Страх оказался преждевременным. В русской армии «революционная зараза» (на которую сильно рассчитывали и поляки) не пошла дальше некоторой части офицерства. Солдаты смотрели на поляков, как на всякого другого неприятеля, и добросовестно принялись истреблять «хищников», как называли они польские партизанские отряды. Англия и Австрия очень плохо поддавались увещаниям Наполеона III и дальше «дипломатического», т. е. бумажного и словесного, вмешательства не шли. Напротив, Пруссия, попрежнему заинтересованная в том, чтобы Польша не воскресла, стала на сторону Александра еще решительнее, чем это было в 1831 г. Она предложила теперь России уже не косвенную помощь припасами и т. п., как тогда, а совершенно прямую и непосредственную, — предложила свою армию для усмирения польской революции.

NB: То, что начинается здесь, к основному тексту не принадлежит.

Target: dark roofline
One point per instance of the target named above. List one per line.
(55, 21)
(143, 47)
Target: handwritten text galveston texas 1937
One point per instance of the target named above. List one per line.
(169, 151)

Это прежде всего так напугало Австрию, что та совсем отказалась от содействия Наполеону III. Александра же это так ободрило, что он бросил всякую мысль об уступках. «Мятеж» решено было подавить самыми свирепыми мерами. После не менее фальшивой, чем все предыдущие милости, амнистии к восставшим стали беспощадно применять смертную казнь. В Вильну был послан один из реакцконнейших помощников Николая I — Муравьев, еще до этого прозванный «вешателем». Он вполне оправдал это, данное ему в кредит, прозвище, но и в Варшаве, где командовал генерал не со столь громкой репутацией вешали не меньше. Польша и соседние с нею бывшие польские губернии были наводнены русскими войсками, и скоро на каждото «мятежника», вооруженного охотничьим ружьем, приходилось три русских солдата с отличными винтовками. Если при этом с восстанием возились все же больше года, — в этом виновата была «ненадежность» русского командного состава, но теперь уже совсем по иным мотивам: многим было соблазнительно сделать себе карьеру в этой легкой войне, и они намеренно не «добивали» польских партизанов, оставляя сотню-другую на развод; те являлись кадром для нового отряда, и игра начиналась сызнова.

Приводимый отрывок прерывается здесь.